Stephen King aveva scritto il romanzo nel 2006 dopo aver tradito la sua stessa promessa di fermarsi per crisi creativa. Difatti la vicenda è per molti versi simile all’Ombra dello Scorpione e la versione cinematografica non decolla del tutto, nonostante il cast giusto e la pietra dello scandalo: un finale aggiuntivo rispetto al romanzo. Al di là di polemiche carta/schermo e rinnegazioni autoriali varie, il thriller meriterà il prezzo del biglietto se al mare piove.

Ai tempi di attentati random e golpe malriusciti La Notte del Giudizio – Election Day è invece un distopico rivolto al nostro presente, impugnandone una metafora non da poco. James De Monaco ha dato inizio alla saga The Purge nel 2013 creando un plot capace di cambiare protagonisti ed espandersi da deliri tra quattro mura allo psicodramma pre-elettorale passando per il tour allucinato di una società compressa in una sola notte di sanguinaria epifania. I nuovi padri fondatori degli Stati Uniti d’America hanno decretato lo sfogo annuale: 12 ore notturne dove ogni reato è lecito e non punibile. La pratica barbarica rende le città prive di crimine e il pil sale che è un piacere. In realtà la mattanza colpisce i più poveri e i proletari depurando la società da spese pubbliche. Così una senatrice, guarda caso in corsa per la presidenza, rischia la vita battendosi per la soppressione della violenza annuale. Arriverà tutta intera alla fine del film? Un po’ fa pensare alla battaglia di Obama contro le armi da fuoco. In questo De Monaco impone una metafora che utilizza potere dai rituali post-nazisti, rivolta dei neri e dei deboli e precipizio morale.

Il linguaggio pulsa come squarcio sgargiante delle maschere e delle perversioni assassine sempre più creative. Ma adesso il blockbuster con i geni delle epopee alla Romero mostra anche potenzialità di sviluppo narrativo a 360°: una serie tv potrebbe, un giorno, cavalcarne il plot in lungo e in largo per gli Usa utilizzando personaggi sempre nuovi come Fargo o True Detective. Chissà. Intanto godiamoci la saga come fosse l’uovo di oggi.

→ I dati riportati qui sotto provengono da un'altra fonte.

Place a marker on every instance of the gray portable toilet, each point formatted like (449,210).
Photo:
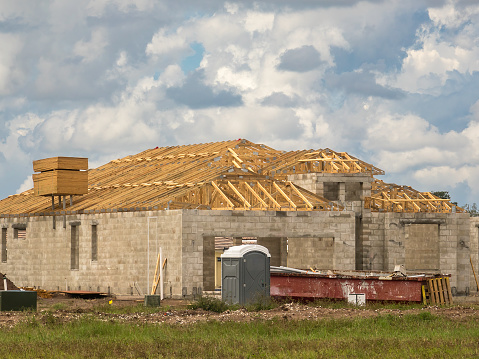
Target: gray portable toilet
(245,274)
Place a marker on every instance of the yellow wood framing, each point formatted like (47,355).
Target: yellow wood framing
(394,198)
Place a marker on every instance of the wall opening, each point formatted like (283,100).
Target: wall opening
(4,245)
(353,191)
(213,247)
(331,191)
(311,252)
(94,243)
(75,248)
(19,233)
(359,243)
(422,247)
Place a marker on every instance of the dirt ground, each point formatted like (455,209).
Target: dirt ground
(65,308)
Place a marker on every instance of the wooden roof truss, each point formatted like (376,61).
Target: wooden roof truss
(387,197)
(234,194)
(323,161)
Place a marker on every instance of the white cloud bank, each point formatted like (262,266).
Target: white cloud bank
(104,79)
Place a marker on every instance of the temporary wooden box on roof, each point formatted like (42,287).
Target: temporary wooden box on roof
(60,183)
(60,176)
(60,163)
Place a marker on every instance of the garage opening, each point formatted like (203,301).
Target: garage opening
(213,247)
(311,253)
(422,247)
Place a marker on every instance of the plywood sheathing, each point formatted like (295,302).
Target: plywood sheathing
(60,176)
(390,197)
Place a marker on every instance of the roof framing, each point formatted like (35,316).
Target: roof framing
(389,197)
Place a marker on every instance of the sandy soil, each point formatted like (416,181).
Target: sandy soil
(64,308)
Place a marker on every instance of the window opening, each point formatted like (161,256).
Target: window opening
(94,243)
(75,248)
(4,245)
(19,233)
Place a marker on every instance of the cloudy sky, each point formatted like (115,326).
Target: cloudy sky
(393,82)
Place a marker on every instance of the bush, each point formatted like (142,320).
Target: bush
(210,304)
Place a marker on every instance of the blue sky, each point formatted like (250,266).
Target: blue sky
(391,82)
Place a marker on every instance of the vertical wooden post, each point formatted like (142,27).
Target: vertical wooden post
(64,213)
(53,209)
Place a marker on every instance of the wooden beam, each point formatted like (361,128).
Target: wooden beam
(305,200)
(276,204)
(257,196)
(246,203)
(284,195)
(230,204)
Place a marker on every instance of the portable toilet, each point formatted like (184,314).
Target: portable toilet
(245,274)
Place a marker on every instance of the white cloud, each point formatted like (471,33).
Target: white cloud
(11,76)
(90,50)
(93,78)
(165,43)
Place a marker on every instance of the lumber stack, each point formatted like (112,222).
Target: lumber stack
(437,291)
(60,176)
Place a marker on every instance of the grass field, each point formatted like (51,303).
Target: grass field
(422,335)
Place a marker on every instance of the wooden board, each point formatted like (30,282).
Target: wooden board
(60,163)
(60,182)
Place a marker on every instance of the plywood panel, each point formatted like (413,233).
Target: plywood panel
(60,182)
(60,163)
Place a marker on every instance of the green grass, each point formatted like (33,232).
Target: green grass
(386,336)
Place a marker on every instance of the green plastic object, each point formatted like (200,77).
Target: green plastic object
(152,300)
(18,300)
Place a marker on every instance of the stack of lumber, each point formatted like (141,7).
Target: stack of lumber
(60,176)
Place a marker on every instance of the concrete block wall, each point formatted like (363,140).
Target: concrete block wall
(200,225)
(306,253)
(347,189)
(43,258)
(474,251)
(385,235)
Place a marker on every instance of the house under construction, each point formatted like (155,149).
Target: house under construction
(102,229)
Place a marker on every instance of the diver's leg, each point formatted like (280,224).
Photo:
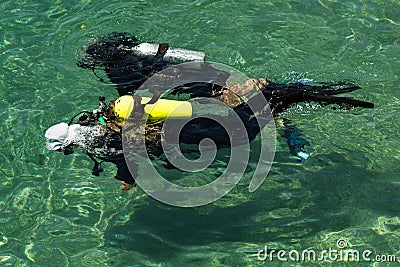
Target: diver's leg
(124,174)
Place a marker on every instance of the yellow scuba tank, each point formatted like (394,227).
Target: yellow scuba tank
(160,110)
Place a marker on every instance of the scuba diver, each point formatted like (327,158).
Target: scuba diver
(128,64)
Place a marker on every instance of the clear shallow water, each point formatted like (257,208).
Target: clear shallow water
(54,213)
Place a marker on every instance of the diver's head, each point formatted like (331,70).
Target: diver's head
(58,139)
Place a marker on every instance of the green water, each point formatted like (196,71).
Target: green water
(53,212)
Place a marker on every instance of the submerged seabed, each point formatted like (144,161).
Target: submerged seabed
(54,213)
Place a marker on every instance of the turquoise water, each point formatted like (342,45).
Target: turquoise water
(53,212)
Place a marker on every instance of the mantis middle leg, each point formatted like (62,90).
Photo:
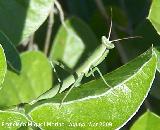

Se mi avessero parlato di un horror vampirico venuto da un fumetto dark e infiorettato di gigionerie di genere all’americana ma girato in lingua farsi da una regista iraniana, ebbene sì, avrei pensato a uno scherzo. Invece il film è vero. Ed è anche un buon film. La giovane Ana Lily Amirpour ha infuso all’anima pop del suo A Girl Walks Home Alone at Night culturemi pescati da occidente e Medioriente in un mix che sa di cult. Un manipolo di attori persiani impersona il piccolo circo umano dominato da una misteriosa vampira in chador. Pettinature anni ’50 e inseguimenti in skateboard, incontri amorosi, omicidi inevitabili e pasti notturni a base di plasma girano intorno a questo personaggio silenzioso quanto letale. Il gusto per l’inquadratura è massimo quanto in un fumetto e il gioco di alternare l’horror dei bei tempi andati al noir, intingendolo, come se non bastasse, al melodramma familiare con venature di grottesco ne fa un’alchimia dallo splendido bianco e nero e meritevole di attenzione. Inserito nel poker d’uscite a tema Nuovo Cinema Teheran, è stato lanciato da Academy Two. Quattro declinazioni di Iran attraverso gli sguardi di nuove generazioni di cineasti successive ad Abbas Kiarostami. Lontanissimi ma ugualmente chiamati a raccontare il loro paese con la cinepresa.